Hugh Kelly, vice-president of information technology at the LCBO in Toronto agrees. “They (IT managers) need to get out into the business. It is so easy to get caught into the trap of being totally internalized and spending 80 per cent of your time managing the IT department,” he said.

He added that managers should spend at least 50 per cent of their time looking outward from the IT division and that he personally tries to spend up to 80 per cent of his time outside of his department. By getting his own IT people out talking and communicating with store managers, for example, Kelly said it puts a name to a face. The payoff, he said, is when there is a problem store managers can call directly to the IT person they have met instead of going up the chain of command, across to IT and back down. Kelly said getting communication going at the lower levels is not only faster but also a great deal more efficient.

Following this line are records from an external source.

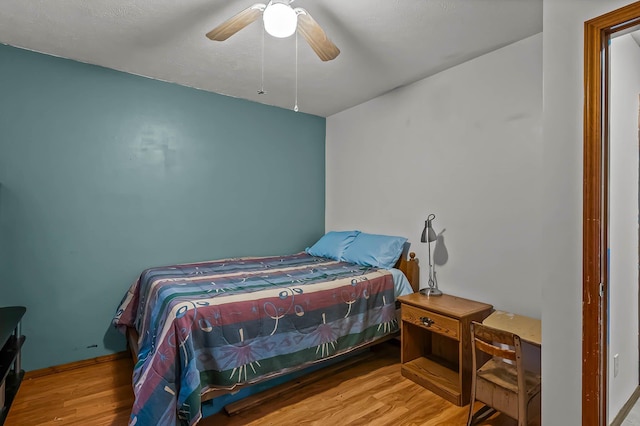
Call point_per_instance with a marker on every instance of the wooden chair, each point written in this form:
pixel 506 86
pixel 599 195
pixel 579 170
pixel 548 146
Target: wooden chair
pixel 503 386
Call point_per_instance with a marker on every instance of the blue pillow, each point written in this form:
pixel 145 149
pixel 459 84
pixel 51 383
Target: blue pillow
pixel 382 251
pixel 332 244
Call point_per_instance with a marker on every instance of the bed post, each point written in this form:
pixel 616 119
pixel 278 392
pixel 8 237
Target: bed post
pixel 411 270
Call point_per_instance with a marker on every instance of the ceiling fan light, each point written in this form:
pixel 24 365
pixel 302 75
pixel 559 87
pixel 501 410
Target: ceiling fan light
pixel 280 20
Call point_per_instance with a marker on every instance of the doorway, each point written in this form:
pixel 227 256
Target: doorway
pixel 595 313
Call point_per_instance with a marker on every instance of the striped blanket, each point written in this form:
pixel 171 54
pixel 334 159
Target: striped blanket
pixel 218 324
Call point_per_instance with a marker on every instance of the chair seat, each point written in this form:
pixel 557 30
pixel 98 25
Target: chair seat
pixel 505 375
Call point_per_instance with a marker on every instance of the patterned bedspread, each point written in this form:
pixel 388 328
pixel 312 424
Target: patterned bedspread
pixel 215 325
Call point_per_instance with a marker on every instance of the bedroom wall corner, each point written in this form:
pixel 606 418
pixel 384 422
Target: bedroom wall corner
pixel 464 144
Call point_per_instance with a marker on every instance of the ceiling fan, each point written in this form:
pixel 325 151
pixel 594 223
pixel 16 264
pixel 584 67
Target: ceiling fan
pixel 280 20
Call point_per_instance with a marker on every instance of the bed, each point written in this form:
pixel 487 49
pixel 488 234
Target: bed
pixel 201 328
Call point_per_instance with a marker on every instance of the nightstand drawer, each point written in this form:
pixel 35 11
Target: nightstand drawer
pixel 430 320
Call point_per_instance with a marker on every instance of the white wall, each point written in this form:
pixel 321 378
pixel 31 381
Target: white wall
pixel 561 276
pixel 464 144
pixel 623 221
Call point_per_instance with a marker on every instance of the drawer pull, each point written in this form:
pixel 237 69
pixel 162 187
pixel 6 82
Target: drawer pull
pixel 426 321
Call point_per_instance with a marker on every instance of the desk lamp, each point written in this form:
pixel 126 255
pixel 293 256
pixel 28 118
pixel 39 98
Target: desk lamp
pixel 428 236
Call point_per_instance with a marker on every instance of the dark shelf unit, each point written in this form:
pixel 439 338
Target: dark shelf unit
pixel 11 373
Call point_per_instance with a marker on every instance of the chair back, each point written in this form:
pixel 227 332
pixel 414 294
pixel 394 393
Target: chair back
pixel 500 344
pixel 490 340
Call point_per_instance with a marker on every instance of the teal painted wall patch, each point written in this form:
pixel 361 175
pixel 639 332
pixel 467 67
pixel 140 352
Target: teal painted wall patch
pixel 103 174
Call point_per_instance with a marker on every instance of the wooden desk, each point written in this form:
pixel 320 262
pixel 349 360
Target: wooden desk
pixel 529 329
pixel 436 343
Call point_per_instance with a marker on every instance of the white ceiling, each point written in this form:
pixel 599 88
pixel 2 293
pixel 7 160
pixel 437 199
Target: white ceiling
pixel 385 44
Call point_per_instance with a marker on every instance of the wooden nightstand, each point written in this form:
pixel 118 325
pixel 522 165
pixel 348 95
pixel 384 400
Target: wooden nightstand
pixel 436 347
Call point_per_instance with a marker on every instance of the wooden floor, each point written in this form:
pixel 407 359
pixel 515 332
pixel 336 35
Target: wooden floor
pixel 370 393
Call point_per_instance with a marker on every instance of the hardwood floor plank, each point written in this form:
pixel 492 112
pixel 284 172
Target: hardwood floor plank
pixel 372 392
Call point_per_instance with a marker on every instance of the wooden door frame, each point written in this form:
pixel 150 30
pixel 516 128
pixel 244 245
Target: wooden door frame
pixel 597 33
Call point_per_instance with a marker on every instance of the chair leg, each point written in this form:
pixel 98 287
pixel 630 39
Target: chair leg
pixel 482 414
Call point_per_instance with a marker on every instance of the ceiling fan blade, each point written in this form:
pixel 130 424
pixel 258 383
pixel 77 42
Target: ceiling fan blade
pixel 315 36
pixel 236 23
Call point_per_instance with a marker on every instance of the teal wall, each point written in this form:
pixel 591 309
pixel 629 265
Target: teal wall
pixel 103 174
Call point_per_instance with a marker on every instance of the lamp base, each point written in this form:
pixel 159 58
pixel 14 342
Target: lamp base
pixel 431 291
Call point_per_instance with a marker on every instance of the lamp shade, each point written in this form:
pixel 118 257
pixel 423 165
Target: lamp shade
pixel 280 20
pixel 428 234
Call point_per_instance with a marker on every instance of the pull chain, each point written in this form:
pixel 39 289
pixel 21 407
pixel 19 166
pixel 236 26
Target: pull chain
pixel 261 91
pixel 295 107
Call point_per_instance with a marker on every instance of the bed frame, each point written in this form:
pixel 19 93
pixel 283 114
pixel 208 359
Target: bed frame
pixel 409 266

Gene Wilburn, the Royal Ontario Museum’s assistant director of new media resources in Toronto, said his small organization allows him to naturally communicate and network with all sections of the museum. “You see people, you communicate, you talk with others. There is a real sense of community, rather than say isolation. I think probably the bigger you are the more tendency there is to become a little isolated,” he said.

In many cases increasing corporate communication requires IT managers to remember that most of the rest of the business world uses standard language, not the mumbo jumbo of techno-speak.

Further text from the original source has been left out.